I struggled for 20 years (as did my deceased mother) to get help for the chronic fatigue, cold intolerance, etc. etc. My low tsh prevented treatment, but naturopaths treated me for adrenal and thyroid and it helped. Finally I found a doctor who pays attention to naturopathic literature, and she treated me – also the change in ‘normal’ levels helped. Three endocrinologists, with varying opinions, but the third had the courage to say he was ‘baffled’ about my low tsh, T4 and T3 despite being treated with synthroid and cytomel. He did say carry on with those dosages. Still, they were inconsistent. I convinced my doctor, with my compounding pharmacist guiding her, to try thyroid extract. After several months, my T4 and T3 levels are balancing out, although both still in the lower range of ‘normal’ and strangely the tsh is gradually going up.
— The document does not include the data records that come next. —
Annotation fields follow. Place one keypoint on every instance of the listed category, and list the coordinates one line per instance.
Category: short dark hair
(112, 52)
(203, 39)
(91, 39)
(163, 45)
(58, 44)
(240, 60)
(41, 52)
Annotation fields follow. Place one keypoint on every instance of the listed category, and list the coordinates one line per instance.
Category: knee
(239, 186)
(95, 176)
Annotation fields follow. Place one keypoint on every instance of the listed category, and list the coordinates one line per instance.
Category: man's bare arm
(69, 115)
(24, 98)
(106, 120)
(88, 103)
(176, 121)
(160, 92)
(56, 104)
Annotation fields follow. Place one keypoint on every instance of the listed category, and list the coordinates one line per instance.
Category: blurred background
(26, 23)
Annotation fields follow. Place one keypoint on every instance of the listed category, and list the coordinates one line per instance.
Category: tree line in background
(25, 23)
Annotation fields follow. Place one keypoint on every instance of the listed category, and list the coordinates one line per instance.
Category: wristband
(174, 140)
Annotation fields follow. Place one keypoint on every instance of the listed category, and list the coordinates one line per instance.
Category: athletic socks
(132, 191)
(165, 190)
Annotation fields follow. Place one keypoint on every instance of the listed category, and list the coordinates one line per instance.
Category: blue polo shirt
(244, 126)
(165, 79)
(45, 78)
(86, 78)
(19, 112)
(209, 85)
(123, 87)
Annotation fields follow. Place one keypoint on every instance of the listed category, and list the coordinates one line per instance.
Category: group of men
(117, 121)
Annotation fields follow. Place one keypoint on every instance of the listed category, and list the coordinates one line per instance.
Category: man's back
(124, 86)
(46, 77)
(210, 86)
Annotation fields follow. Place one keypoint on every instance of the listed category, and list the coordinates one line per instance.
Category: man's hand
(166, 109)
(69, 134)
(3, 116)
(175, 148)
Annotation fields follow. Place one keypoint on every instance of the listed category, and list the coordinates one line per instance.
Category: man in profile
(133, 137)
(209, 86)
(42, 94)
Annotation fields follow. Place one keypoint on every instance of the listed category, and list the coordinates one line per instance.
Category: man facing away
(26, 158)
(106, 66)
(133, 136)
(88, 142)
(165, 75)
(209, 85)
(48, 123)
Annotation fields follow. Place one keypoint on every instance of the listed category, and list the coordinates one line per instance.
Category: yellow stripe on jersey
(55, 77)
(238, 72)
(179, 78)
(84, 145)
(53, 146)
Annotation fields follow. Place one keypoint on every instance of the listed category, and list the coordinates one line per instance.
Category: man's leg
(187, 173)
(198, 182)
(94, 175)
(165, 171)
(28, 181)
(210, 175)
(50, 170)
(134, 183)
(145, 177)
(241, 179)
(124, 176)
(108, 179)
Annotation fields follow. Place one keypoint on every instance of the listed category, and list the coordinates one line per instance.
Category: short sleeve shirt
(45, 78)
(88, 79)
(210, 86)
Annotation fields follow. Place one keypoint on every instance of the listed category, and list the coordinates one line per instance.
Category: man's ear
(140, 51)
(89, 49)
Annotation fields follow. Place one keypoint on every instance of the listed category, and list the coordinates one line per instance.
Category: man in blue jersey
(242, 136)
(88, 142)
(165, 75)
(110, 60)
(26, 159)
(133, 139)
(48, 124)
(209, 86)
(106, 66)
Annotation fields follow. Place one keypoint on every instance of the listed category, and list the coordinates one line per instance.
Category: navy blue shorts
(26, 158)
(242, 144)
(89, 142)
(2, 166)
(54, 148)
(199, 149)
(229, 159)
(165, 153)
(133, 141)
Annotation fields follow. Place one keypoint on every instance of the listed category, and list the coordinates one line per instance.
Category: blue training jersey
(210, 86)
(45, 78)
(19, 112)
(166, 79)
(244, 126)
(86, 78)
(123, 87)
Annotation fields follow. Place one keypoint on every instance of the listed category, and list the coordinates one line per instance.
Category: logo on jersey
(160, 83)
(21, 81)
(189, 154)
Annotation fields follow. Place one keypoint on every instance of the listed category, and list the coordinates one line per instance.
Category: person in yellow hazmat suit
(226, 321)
Another bonus is that the extract is a lot cheaper and results in only one dispensing fee. I’ll stay the course, adjusting as needed with the pharmacist being very helpful and encouraging. I am now 63 and the episodes of extreme fatigue began in my late 30s. Post polio syndrome has been suggested by some doctors, related to other symptoms as well, and I wonder if polio affects the endocrine system. It is so complex, no wonder there is so much disagreement. Anyway, I encourage others to press on and find a compounding pharamacist with knowledge of naturopathic and glandular therapy. Thanks for your information, Mary!

May 4, 2013 at 9:19 pm
(15) Klawilk says:

I have very bad Hashimotos for years my antibodies are over 3000 & the other is over 1000. CNP I see is baffled by high antibody numbers & I feel awful! Hair loss, fatigue, irritable, constipated, dry skin, cold feet, & cant lose weight, the list goes on. Am on Synthroid & Liothyronine but not doing much. Anyone have any suggestions please!